Challenge model development can be complex and costly. It is generally undertaken by animal health companies, aquaculture companies, contract research organisations or academic groups. Prior to undertaking any development, it is necessary to have a clear idea of what will be required in the development, the resources required and the likely problems that may occur. In some cases, it is possible to review the scientific literature for similar models which can help to determine appropriate model design, however, such information is not always available and, even with well-established model designs, there can be considerable variability in clinical signs, pathology and other outputs for different isolates for the same pathogen species.

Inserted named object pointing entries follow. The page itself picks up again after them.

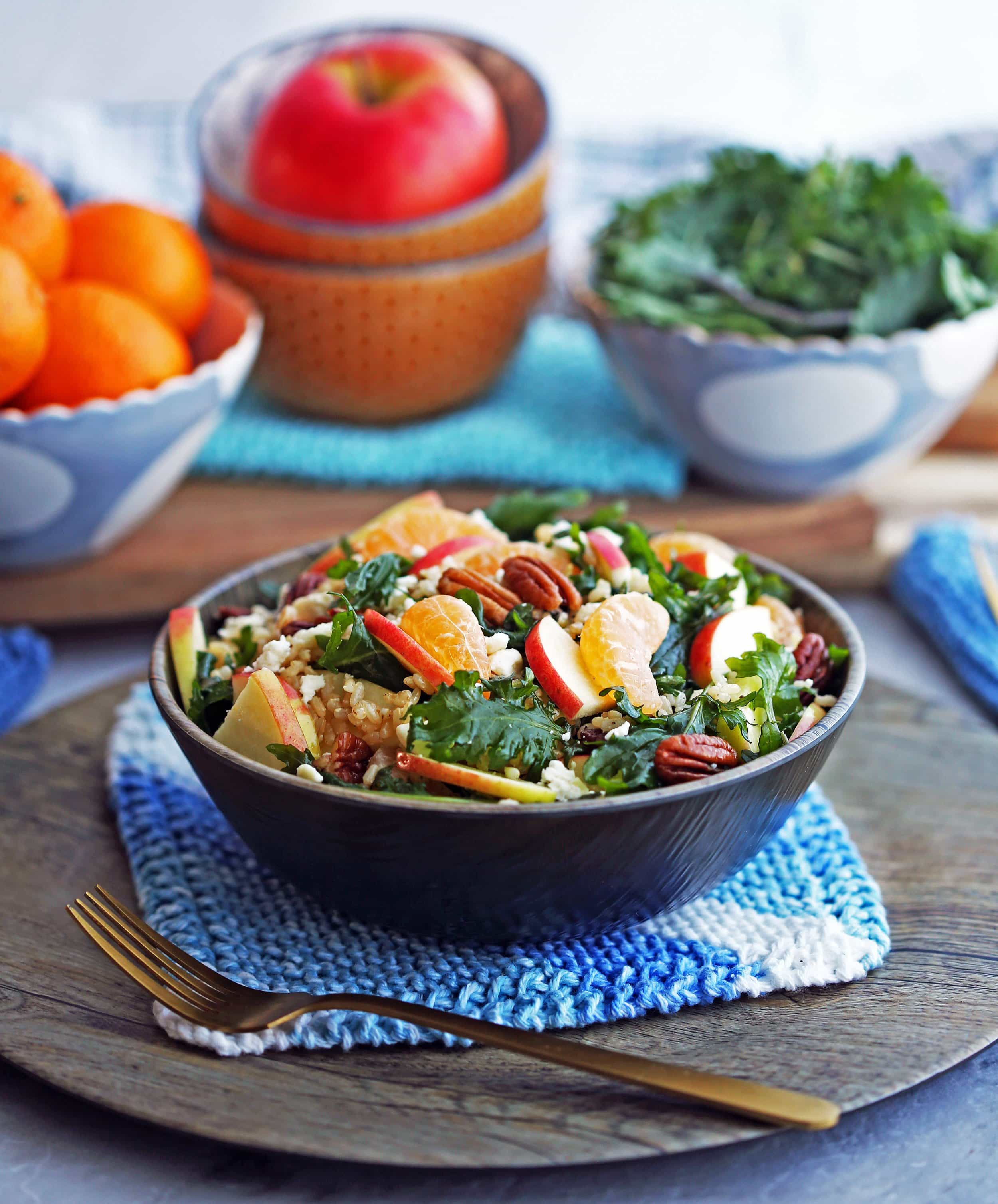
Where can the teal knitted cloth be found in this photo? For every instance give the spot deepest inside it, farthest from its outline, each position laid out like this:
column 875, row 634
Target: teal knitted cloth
column 555, row 418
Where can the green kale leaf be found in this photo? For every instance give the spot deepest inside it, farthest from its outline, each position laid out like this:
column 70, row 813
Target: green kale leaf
column 459, row 724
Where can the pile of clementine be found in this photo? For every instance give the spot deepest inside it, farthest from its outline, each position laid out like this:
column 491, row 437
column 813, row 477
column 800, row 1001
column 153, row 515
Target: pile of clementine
column 93, row 303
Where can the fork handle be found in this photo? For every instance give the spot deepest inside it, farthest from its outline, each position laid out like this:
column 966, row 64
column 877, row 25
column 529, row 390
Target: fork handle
column 742, row 1096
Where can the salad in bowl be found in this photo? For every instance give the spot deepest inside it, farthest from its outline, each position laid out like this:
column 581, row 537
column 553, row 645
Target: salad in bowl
column 509, row 655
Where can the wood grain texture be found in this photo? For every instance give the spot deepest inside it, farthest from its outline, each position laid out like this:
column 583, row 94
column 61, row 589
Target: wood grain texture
column 923, row 811
column 209, row 529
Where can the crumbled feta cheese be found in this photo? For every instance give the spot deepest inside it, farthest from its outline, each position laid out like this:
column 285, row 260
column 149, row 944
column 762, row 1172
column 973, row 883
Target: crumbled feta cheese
column 310, row 686
column 496, row 642
column 275, row 655
column 638, row 583
column 562, row 781
column 507, row 662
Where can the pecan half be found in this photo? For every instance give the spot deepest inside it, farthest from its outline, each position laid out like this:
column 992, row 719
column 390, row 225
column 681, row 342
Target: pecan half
column 691, row 758
column 309, row 582
column 813, row 661
column 496, row 600
column 541, row 584
column 350, row 759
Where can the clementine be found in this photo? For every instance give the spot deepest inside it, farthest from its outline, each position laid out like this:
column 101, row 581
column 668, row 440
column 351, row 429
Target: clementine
column 103, row 342
column 23, row 323
column 33, row 220
column 147, row 253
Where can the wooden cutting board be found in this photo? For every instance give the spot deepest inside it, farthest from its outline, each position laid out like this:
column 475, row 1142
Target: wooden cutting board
column 209, row 529
column 926, row 824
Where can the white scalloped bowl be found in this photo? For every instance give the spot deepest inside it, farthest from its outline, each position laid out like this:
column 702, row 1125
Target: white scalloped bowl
column 797, row 418
column 76, row 481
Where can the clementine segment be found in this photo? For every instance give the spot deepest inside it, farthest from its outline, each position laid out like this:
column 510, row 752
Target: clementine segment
column 618, row 642
column 103, row 342
column 144, row 252
column 23, row 323
column 417, row 527
column 33, row 220
column 447, row 629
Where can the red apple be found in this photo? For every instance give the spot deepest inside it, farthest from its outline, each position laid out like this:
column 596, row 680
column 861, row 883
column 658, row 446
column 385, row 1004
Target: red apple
column 483, row 783
column 709, row 564
column 388, row 128
column 558, row 665
column 611, row 561
column 404, row 648
column 729, row 635
column 451, row 548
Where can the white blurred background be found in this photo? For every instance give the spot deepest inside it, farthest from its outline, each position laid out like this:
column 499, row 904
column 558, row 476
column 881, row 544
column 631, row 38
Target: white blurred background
column 800, row 75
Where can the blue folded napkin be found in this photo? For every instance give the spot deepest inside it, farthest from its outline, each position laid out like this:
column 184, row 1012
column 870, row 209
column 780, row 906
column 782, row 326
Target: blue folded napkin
column 24, row 660
column 804, row 912
column 936, row 582
column 556, row 417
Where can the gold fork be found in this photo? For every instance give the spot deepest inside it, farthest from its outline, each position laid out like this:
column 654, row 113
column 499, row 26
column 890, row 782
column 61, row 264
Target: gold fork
column 199, row 994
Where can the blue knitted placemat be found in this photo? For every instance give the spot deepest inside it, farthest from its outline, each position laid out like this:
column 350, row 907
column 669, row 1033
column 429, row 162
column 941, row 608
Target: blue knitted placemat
column 24, row 660
column 556, row 417
column 937, row 583
column 803, row 913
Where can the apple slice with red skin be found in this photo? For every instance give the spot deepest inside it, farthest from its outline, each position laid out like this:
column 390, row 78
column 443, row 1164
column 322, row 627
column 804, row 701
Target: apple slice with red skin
column 335, row 554
column 451, row 548
column 261, row 716
column 729, row 635
column 495, row 784
column 611, row 561
column 813, row 714
column 187, row 640
column 708, row 564
column 558, row 665
column 406, row 651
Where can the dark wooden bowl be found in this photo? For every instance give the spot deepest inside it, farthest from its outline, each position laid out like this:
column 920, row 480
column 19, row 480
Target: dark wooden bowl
column 504, row 873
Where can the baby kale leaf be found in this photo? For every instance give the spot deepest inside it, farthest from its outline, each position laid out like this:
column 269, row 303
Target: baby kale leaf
column 459, row 724
column 519, row 513
column 351, row 648
column 210, row 696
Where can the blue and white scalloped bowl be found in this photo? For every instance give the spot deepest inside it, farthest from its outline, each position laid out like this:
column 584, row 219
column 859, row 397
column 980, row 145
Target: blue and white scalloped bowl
column 798, row 418
column 75, row 482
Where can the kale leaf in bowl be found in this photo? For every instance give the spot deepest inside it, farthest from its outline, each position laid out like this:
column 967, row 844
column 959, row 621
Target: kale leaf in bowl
column 765, row 247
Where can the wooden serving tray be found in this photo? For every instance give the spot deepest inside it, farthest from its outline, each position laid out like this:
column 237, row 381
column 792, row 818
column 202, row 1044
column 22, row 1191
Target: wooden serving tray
column 211, row 528
column 919, row 802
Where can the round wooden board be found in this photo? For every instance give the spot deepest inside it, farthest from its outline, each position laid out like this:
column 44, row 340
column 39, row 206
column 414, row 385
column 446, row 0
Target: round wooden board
column 919, row 800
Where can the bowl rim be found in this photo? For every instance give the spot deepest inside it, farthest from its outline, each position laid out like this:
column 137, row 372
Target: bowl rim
column 598, row 312
column 535, row 162
column 251, row 335
column 536, row 240
column 835, row 718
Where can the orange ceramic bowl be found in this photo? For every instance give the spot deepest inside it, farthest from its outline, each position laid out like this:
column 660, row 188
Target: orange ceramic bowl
column 224, row 118
column 383, row 345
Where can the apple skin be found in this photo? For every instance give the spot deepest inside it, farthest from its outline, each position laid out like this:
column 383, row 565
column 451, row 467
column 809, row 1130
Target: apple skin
column 406, row 651
column 708, row 564
column 558, row 665
column 495, row 784
column 611, row 561
column 389, row 128
column 335, row 554
column 261, row 716
column 187, row 640
column 729, row 635
column 813, row 714
column 451, row 548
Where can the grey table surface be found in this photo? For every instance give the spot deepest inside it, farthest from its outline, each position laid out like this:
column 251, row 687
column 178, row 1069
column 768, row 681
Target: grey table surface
column 938, row 1142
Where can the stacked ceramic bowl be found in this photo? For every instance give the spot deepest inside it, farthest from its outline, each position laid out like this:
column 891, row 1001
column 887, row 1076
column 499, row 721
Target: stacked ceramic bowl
column 386, row 322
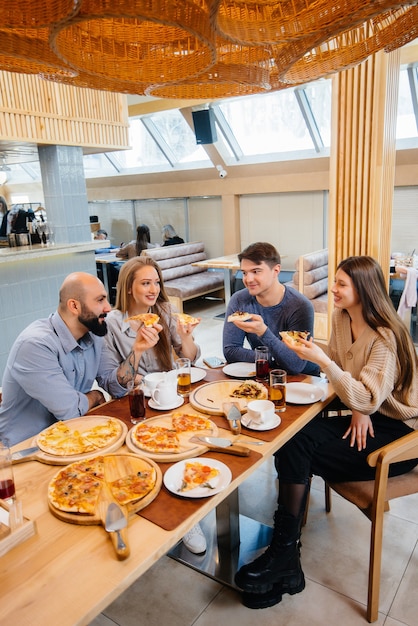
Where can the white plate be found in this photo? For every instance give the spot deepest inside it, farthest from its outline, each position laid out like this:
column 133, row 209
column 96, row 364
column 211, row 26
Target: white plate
column 198, row 374
column 264, row 426
column 166, row 407
column 240, row 370
column 173, row 479
column 303, row 393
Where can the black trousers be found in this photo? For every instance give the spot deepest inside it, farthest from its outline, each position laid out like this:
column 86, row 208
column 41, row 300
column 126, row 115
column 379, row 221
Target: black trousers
column 318, row 449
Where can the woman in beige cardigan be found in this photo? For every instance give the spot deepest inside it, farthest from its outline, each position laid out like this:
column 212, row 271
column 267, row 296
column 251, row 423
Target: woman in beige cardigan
column 372, row 365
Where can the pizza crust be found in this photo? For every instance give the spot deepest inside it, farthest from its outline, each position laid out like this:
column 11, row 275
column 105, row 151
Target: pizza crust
column 239, row 316
column 77, row 488
column 62, row 439
column 292, row 336
column 148, row 319
column 250, row 390
column 197, row 475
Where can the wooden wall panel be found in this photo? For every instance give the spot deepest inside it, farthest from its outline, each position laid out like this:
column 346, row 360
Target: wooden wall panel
column 39, row 111
column 362, row 164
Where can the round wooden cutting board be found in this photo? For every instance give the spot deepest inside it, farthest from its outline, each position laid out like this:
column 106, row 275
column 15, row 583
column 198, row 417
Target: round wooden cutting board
column 210, row 397
column 82, row 424
column 116, row 466
column 188, row 448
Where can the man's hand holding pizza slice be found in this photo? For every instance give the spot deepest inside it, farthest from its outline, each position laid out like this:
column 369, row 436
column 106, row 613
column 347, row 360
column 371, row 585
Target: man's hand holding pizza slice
column 248, row 322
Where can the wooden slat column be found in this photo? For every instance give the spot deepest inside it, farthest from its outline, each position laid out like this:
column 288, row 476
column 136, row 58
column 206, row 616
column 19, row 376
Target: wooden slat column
column 362, row 168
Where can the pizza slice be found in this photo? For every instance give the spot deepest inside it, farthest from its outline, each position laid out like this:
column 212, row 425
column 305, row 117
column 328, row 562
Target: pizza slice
column 187, row 319
column 183, row 422
column 293, row 336
column 239, row 316
column 133, row 487
column 102, row 435
column 251, row 390
column 76, row 488
column 197, row 475
column 155, row 439
column 148, row 319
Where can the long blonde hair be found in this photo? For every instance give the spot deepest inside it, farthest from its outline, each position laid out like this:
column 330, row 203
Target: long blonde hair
column 163, row 349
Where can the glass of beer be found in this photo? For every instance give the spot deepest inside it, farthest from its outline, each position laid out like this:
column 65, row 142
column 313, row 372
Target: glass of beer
column 262, row 363
column 277, row 391
column 136, row 401
column 184, row 376
column 7, row 483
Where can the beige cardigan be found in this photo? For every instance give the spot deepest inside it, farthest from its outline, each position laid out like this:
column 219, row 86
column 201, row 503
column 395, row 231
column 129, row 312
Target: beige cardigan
column 363, row 372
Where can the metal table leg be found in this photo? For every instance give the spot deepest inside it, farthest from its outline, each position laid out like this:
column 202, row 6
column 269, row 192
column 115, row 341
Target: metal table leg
column 232, row 540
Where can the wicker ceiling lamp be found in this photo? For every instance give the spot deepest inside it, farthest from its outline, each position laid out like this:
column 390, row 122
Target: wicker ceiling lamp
column 253, row 22
column 388, row 31
column 145, row 41
column 27, row 51
column 96, row 82
column 31, row 14
column 238, row 71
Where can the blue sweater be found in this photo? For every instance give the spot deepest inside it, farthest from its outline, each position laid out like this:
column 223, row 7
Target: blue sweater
column 295, row 312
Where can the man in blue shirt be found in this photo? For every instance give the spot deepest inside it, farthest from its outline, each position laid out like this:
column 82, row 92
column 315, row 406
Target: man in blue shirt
column 273, row 308
column 53, row 363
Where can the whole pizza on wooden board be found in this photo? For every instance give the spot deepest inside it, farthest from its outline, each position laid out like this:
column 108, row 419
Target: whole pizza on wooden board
column 78, row 492
column 210, row 397
column 166, row 438
column 79, row 438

There are 5 main steps involved in the development of a new disease model:

1. Sourcing of pathogen isolates

2. Identification of challenge titre, volume and route

3. Identification of target species parameters (eg age range)

4. In vitro validation

5. In vivo validation

This article will review the critical success factors for each of these steps.

Sourcing of Pathogen Isolates

Once the need for a disease model for a particular pathogen has been identified, it should also be considered whether there is a particular serotype, subtype or toxin production profile of the pathogen that is of particular significance in the geographic region(s) where the VMP will be marketed. This will increase the likelihood that data generated from the use of the model will be acceptable to the regulatory authorities. With changing epidemiology of disease worldwide, this selection can prove challenging, but sufficient information is generally available within the literature and through contacts with industry to allow an informed choice to be made. With improvements in the speed and cost for DNA sequencing in recent years, the genotype of different isolates can now also be used to assist in determining the most appropriate strains to use, and identification of particular pathogenic gene sequences can aid in accurate selection of pathogen strains.

Generally, it is suggested that selection of isolates should be based on a number of factors, taking into account:

• Geographical location

• Where the isolate was sourced

• The year of isolation – (as often the regulators require the use of field isolates which are <5 years old for regulatory studies)

• The age of the animal – and, in fish, the development stage and production environment, from which it was sourced (selecting isolates from animals similar to the intended target for the model)

• The clinical history of the isolate (i.e. what clinical signs were observed in the host animal and what pathology was observed at postmortem, if applicable).

This can be particularly important where pathogens can  cause a range of different clinical signs – offering a wide range  of parameters where statistical significance can be evaluated.

Where possible, isolates should be selected from cases where a single isolate was recovered. This is important since with multifactorial infections it is difficult, if not impossible, to attribute clinical signs to a single pathogen. Secondly, opportunistic species may or may not be disease-causing

under certain conditions.

An additional factor to be considered for bacterial pathogens is antimicrobial sensitivity. For bacterial challenge models to be used in antimicrobial efficacy studies, the sensitivity of the pathogen against the common veterinary antimicrobial families in use should be established. For some studies, it may be appropriate to use a bacterial challenge isolate with high or low minimum inhibitory concentration (MIC). This is increasingly important as the incidence of resistant bacterial populations grows. The use of challenge isolates with higher MICs against a particular antimicrobial product provides the option of monitoring field effectiveness of the product against increasingly resistant pathogens.